Sullins comments on the importance of this study:
First, this study makes clear that some of the problems children have with same-sex parents do not appear until they are in early adulthood. Just like, for many people, what they internalized about family roles from their childhood family does not appear or become important until they themselves are married, and try to do things like their parents did. Though they may look the same at age 15, by age 28 the children raised by same-sex parents are much more likely to be depressed, obese, isolated from their parents and lacking a stable intimate relationship. So it is not enough just to look at whether the children are “no different” as children, we have to look at how they turn out in adulthood. This is often true for children who have been abused in some way; the full harm of the abuse does not appear until they are somewhat older.
Second, this study confirms my earlier study which suggests that having two parents of the same sex conveys difficulties to their children related to the unavoidable fact that the child does not experience the care of both a man and a woman. In both studies, so far as we can tell, the same-sex parents are as warm, caring and loving as any other sets of parents, and are probably good parents as individuals, but they cannot supply for the child the emotional or psychological benefits of the missing father (if lesbian parents) or mother (if gay male parents).

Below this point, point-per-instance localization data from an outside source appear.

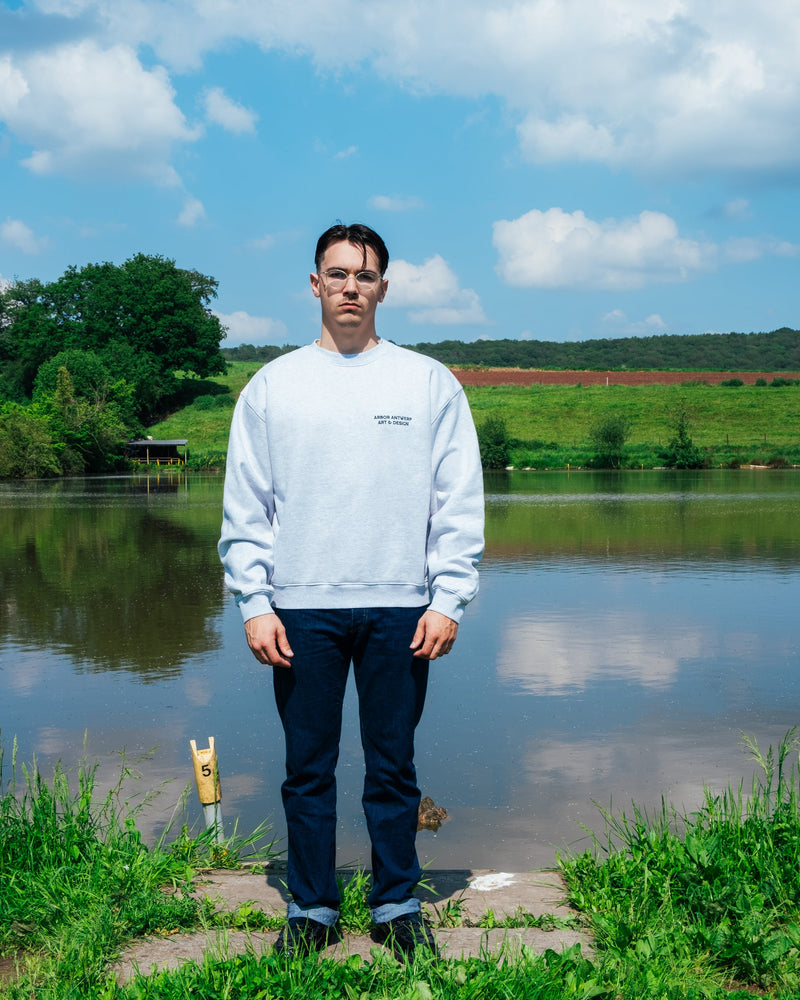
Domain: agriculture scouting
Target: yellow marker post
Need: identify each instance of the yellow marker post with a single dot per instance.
(209, 788)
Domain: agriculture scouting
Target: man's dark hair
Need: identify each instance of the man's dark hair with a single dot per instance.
(357, 234)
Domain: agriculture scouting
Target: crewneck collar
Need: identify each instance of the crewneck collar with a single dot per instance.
(362, 358)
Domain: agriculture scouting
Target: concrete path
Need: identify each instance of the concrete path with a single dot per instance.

Third, this study is important for a technical reason. It re-analyzes the data from what is often cited as the strongest study showing “no differences” (the Wainright and Patterson 2004 study cited in my article), correcting errors in their sample (which mistakenly included a majority of heterosexual parent couples) showing that, when the sample is properly specified and children are followed into early adulthood, important negative differences emerge.
It is by no means clear that children being raised in same-sex household are doing just as well as those raised by their mum and dad.